The proviso to section 3 appears intended and calculated simply to confirm title to the Central Pacific Railroad Co. under the inadvertently issued patent above referred to describing "lot 5, section 15," which was land in place such as, upon survey, would inure to it, under its grant.

I have the honor, therefore, to recommend the passage of the bill.

I beg, however, to call attention to the following clerical errors in the bill as printed:
Page 2, line 5, "shal" should be "shall."

Page 2, line 11, "posessed" should be "possessed."
Page 3, line 2, "section" should be "selection."
Cordially, yours,

Hon. MILTON H. WELLING,

House of Representatives.

FRANKLIN K. LANE, Secretary.

DEPARTMENT OF THE INTERIOR,
GENERAL LAND OFFICE,
Washington, August 19, 1919.

MY DEAR MR. WELLING: Referring to your personal call of the 15th instant, and your request for information concerning the grant to the Central Pacific Railroad Co. and the proviso therein with reference to the sale of lands to settlers, you are advised:

The grant to aid in the construction of the Central Pacific Railroad was made by the acts of July 1, 1862 (12 Stat., 489) and July 2, 1864 (12 Stat., 356).
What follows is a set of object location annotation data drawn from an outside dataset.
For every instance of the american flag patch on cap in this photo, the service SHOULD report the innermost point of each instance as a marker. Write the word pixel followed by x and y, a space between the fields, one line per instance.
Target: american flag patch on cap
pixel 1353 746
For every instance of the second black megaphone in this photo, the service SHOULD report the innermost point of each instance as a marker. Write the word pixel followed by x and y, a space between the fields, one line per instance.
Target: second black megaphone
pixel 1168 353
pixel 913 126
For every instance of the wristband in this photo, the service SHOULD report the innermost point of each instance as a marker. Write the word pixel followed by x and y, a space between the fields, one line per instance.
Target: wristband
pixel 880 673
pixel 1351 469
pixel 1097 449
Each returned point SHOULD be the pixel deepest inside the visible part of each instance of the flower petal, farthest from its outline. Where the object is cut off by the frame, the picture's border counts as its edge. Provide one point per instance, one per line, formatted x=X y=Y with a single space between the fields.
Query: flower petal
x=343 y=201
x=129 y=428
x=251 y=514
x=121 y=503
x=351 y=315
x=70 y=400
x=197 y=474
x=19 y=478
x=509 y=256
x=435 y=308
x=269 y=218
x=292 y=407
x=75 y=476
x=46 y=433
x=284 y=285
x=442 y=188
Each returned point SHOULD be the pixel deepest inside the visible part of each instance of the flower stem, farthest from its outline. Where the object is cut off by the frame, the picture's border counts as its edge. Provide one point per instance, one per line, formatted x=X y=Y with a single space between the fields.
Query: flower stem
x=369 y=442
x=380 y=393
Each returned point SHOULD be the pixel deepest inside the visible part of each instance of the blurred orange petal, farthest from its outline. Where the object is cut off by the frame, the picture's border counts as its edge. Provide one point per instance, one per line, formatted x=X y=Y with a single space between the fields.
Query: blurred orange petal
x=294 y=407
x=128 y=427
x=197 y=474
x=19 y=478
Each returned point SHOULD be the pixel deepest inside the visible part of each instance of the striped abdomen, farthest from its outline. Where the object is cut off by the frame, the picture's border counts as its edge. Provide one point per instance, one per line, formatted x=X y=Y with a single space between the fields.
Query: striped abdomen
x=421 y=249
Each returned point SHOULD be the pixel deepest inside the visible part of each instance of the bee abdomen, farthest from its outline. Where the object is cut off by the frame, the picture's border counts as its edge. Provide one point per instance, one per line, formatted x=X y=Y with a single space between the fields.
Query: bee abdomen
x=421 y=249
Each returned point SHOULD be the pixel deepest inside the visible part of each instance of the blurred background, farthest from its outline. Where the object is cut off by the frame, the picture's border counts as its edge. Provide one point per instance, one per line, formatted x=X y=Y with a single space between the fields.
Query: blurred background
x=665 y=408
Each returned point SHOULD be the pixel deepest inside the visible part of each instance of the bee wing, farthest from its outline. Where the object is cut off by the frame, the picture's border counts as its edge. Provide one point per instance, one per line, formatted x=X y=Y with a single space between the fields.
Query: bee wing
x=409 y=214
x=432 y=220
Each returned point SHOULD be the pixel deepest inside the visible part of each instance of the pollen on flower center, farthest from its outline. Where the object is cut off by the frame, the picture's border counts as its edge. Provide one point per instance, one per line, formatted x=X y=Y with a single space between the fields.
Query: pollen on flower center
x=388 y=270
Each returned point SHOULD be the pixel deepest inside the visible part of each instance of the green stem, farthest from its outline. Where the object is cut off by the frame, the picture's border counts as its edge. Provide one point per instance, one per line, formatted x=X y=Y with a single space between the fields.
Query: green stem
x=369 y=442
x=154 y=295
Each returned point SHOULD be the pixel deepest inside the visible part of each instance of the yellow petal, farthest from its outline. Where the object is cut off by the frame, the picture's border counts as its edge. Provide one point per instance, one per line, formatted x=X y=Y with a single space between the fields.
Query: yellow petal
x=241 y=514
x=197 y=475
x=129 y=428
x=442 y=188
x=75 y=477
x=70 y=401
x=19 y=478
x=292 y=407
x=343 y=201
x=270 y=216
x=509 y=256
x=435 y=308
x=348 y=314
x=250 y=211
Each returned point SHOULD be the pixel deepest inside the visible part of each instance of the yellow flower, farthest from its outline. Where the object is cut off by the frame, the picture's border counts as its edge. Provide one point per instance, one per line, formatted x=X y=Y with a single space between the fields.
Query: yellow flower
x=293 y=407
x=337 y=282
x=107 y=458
Section 3 of said act of July 1, 1862, contained, among other things, the following proviso:

"All such lands so granted by this section which shall not be sold or disposed of by said company within three years after the entire road shall have been completed shall be subject to settlement and preemption like other lands and a price not exceeding $1.25 per acre to be paid to the said company.'

The proviso quoted was considered by the Supreme Court of the United States in the case of Platt v. Union Pacific Railway Co. (99 U. S., 48), and it was held that a mortgage executed by said company was a disposal of said lands within the meaning of the proviso quoted.

In the case of Doering v. Union Pacific Railway Co. (20 L. D., 466), it was held on the authority of the case of The United States v. Union Pacific Railway Co. (148 U. S., 563), that the act of March 3, 1869 (15 Stat., 324), authorizing the Union Pacific Railway Co., Eastern Division, to contract with the Denver Pacific Co. for the construction and operation of that portion of its railroad between Denver and the point of connection with the Union Pacific at Cheyenne, is recognized in the departments and the courts as authority for the consolidation of said lines of road and under authority of the case of Platt v. Union Pacific Railway Co., supra, that the proviso in section 3 of said act of July 1, 1862, above quoted, can not be enforced as against a mortgage placed on said lands wherein the fee thereto is hypothecated by the company to secure the payment of a debt not yet due.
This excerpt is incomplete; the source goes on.